We need to get back in step

February 16, 2012

Bay Area activist Siddharth Patel comments on the Occupy movement after January 28.

THE OCCUPY movement is debating the lessons of the January 28 attempt by Occupy Oakland to take over an abandoned building. A few key questions and themes have emerged.

First, the assertion by some that Occupy Oakland is now growing, alive again, back in the news and stronger than ever has to be set aside as either wishful thinking or a coping mechanism.

Occupy Oakland is not growing as a result of January 28--in fact, there are profound questions among activists about what Occupy Oakland is and where it is going. Public opinion polls, while not always the decisive measure, have shifted markedly away from support for Occupy Oakland.

Others have claimed that January 28 helped Occupy Oakland by radicalizing the active core; the hundreds of people who faced police repression and got arrested are now more committed than ever, and the movement is now more militant as a result.

There's no question that experiencing police brutality can bring someone closer to revolutionary politics; but that's not the only way people react. And one has to keep in mind that sugary water can be made sweeter by boiling off some of the liquid; we shouldn't celebrate a similar process happening to the Occupy movement.

Protesters march toward the Port of Oakland on November 2nd
A scene from the November 2 general strike call in Oakland

THE STRENGTH of the Occupy Wall Street movement is not primarily in how militant the core is or how courageous it is in confronting police. The primary strength of the Occupy movement is in its connection to and rooted-ness in a mass base.

Beyond the few thousand people who would show up regularly to Occupy actions, there were at least a few tens of thousands who identified deeply with us and supported us, even if they weren't out on the streets. That latent support was and is crucial to the vitality and future of the movement, even thought it's not always visible. In fact, this dynamic was a major part of Occupy's ability to resist and grow from previous police assaults.

Of course, the politics and boldness of the active core and participants in the movement plays an important role in its development. But in the case of January 28, if it is conceded that perhaps some of the demonstrators became more radical and committed, that was more than overshadowed by the opening of a rift with the mass support for the movement.

Many activists in Occupy see this. But some believe that the rift is entirely the product of a media smear campaign that exaggerated the vandalism in City Hall and used it to vilify the mostly peaceful marches that occurred earlier. The demonization by the corporate media and Oakland politicians is not the whole answer.

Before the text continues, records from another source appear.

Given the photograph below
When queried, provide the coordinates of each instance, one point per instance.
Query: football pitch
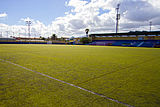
(78, 76)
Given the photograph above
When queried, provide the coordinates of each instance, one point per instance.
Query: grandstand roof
(138, 33)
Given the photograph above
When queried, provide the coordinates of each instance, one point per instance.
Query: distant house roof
(128, 33)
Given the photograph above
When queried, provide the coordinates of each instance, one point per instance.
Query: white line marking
(68, 83)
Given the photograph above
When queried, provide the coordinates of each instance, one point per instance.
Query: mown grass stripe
(100, 95)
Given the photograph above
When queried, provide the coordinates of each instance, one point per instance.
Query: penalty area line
(89, 91)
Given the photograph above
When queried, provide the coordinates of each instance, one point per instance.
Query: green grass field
(127, 74)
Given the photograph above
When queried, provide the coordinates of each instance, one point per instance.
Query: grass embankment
(130, 75)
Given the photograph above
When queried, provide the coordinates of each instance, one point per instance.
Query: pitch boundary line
(94, 93)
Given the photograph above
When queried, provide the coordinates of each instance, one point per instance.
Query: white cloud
(99, 16)
(3, 15)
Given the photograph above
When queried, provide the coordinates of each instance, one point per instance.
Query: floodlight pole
(28, 24)
(117, 17)
(150, 24)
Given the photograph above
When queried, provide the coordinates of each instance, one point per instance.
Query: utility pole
(117, 17)
(28, 24)
(150, 24)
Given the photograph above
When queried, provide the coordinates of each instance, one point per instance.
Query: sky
(67, 18)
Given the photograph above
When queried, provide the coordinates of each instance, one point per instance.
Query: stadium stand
(133, 39)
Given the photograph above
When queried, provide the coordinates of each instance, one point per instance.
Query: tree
(53, 37)
(87, 30)
(85, 40)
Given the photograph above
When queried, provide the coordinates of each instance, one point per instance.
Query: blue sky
(43, 10)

The people of Oakland and the Bay Area are not empty vessels, ready to accept at face value whatever nonsense they see on the news. If that were the case, our movement would've withered under the ludicrous public health and safety allegations that the local politicians made late last year.

The truth is that many of our supporters saw the action on TV and YouTube, and saw that some on the march clearly expected or anticipated skirmishes with the police--and some of our supporters decided that we were way out of step with what they wanted to be doing.

This is not to say that the tactics of the movement should be decided based solely upon what most of its supporters are comfortable with. But in this instance, the tactics of January 28 were too out of step with the base. People saw our actions, and they said, "I'm not sure I see myself in that"--whereas before, they may have said, "I'm with them 100 percent, and maybe I should be out there."

The rift is not permanent. The everyday crisis facing people in Oakland and beyond continues to bear down, and the political establishment offers nothing but more austerity and more police violence.

What the elite fear is that the Occupy movement will continue to sink broader and deeper roots, and that some of the millions of people who cheered us on will decide that they too must organize and demonstrate and occupy. A self-critical evaluation of the mistakes of January 28 is an indispensable part of that process.